Despite reports that the ongoing outbreak of Ebola Virus Disease (EVD) in the Democratic Republic of Congo (DRC) is under control, the World Health Organisation (WHO), health officials and the Nigeria Centre for Disease Control (NCDC) are cautiously optimistic.
They are still worried that the virus could spread across the DRC and Central Africa. Some cases may have gone undetected, which could lead to resurgences of the disease. And for the first time in the DRC, cases have occurred in an urban area: Mbandaka, a city of more than a million people and a major travel hub.
WHO deputy director-general of emergency preparedness and response, Dr. Peter Salama, in a webcast on Twitter, said: "The outbreak is ongoing." Salama said he is "cautiously optimistic."

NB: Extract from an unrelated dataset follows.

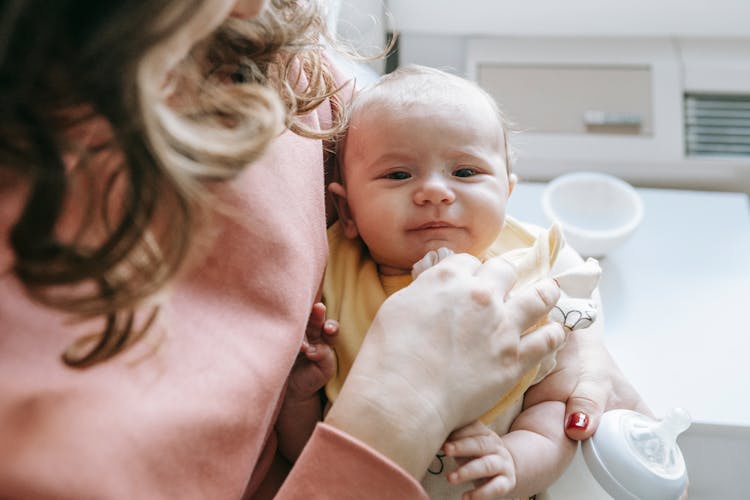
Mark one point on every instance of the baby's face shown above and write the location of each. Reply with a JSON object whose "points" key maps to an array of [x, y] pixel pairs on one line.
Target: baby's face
{"points": [[426, 176]]}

Chief Executive Officer (CEO) of NCDC, Dr. Chikwe Ihekweazu, yesterday assured that Nigeria is prepared to contain any possible outbreak of the virus and the Centre is taking also the measures needed.
Also, a report published Monday in the journal Nature noted that the DRC outbreak, which is mainly centered in remote regions of Équateur Province in the north west of the country, is still relatively small, with 38 lab-confirmed cases, 14 probable cases, and 14 suspected; and as of June 9, 28 of those people had died.
Salama's optimism arises from the fact that there have been no new reports of illness in Mbandaka, the Equateur province capital, which boasts a population of 1.2 million.
"What this is telling us is the response (the WHO's vaccination programme) is having an impact in those two locations," said Salama.
Since the launch of the vaccination programme on May 21, 1,826 people have been vaccinated, the Ministry of Health of the DRC reported Wednesday. This figure includes 673 people in Mbandaka, 398 in Bikoro, 725 in Iboko, and 30 in Ingende, also located in the Equateur province.
Ebola virus disease, which causes fever, severe headache and in some cases haemorrhaging, most commonly affects people and nonhuman primates, such as monkeys, gorillas and chimpanzees.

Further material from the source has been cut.